Finalmente, el punto se detuvo y aparecieron más puntos. Pude distinguir el color de las chaquetas de cada uno de mis compañeros de expedición. Conocí a Kaitlin por el púrpura, Luke por delante de ella por su verde lima. Quince de nosotros nos reunimos en algún lugar de Horse Mountain en Wyoming Range. No pudimos ver la cumbre, así que reclamamos el punto de cambio y estallamos en celebración. Profundas carcajadas rugieron a través del sonido del viento rasgando las capas de Gore-Tex. Nos abrazamos para mantenernos erguidos y cantamos desafinados: «¡No hay montaña lo suficientemente alta!» En ese momento, con esa gente, estaba en casa.

cueva de nieve
Skylar Bullock, Vicky Cooley, Kacie Planavsky, Erin Phillips, Abi Ruksznis, Kaitlin Emig y Keeka Grant en una de las cuevas de nieve compartidas por cuatro estudiantes cada una. (Foto: Erin Phillips)

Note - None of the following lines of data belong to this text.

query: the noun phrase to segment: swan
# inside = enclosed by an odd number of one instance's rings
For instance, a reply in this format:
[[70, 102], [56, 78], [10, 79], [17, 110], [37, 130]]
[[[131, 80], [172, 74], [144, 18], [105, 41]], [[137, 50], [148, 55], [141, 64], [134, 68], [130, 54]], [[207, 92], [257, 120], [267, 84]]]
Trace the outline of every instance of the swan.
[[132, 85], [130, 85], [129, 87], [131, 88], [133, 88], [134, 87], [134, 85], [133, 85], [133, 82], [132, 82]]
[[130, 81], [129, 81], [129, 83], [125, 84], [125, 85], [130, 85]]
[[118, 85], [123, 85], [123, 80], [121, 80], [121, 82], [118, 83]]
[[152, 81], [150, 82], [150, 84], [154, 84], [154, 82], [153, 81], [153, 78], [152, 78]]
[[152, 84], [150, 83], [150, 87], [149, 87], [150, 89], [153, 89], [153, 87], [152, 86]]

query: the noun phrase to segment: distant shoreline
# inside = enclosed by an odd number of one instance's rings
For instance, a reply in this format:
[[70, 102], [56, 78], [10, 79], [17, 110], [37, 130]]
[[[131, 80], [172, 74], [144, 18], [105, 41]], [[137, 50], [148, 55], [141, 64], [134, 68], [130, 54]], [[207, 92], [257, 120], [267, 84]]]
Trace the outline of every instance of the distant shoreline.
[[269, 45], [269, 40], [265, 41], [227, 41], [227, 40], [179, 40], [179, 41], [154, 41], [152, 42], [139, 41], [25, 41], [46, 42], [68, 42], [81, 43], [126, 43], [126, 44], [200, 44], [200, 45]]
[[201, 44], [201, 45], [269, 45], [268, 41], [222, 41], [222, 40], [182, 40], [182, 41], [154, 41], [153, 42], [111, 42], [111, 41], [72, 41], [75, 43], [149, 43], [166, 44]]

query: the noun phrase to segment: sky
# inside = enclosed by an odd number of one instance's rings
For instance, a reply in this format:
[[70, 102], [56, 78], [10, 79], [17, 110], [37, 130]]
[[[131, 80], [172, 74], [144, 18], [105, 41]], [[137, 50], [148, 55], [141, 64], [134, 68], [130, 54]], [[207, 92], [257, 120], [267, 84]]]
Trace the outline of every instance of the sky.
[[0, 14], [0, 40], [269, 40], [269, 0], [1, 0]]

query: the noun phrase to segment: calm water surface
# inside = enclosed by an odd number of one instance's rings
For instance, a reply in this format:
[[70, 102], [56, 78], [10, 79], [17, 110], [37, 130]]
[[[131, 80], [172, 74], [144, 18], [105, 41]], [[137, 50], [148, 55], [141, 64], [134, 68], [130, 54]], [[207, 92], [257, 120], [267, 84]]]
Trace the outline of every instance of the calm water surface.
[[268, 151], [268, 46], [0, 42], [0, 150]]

Pasé 89 días con esos otros 14 en un curso de la Escuela Nacional de Liderazgo al aire libre (NOLS). Llegamos a conocernos a una profundidad que nunca antes había experimentado y, a partir de ese momento, me enganché a la cultura al aire libre. Con demasiada prisa, en el día 90, abordamos aviones y nos dispersamos por todo el país.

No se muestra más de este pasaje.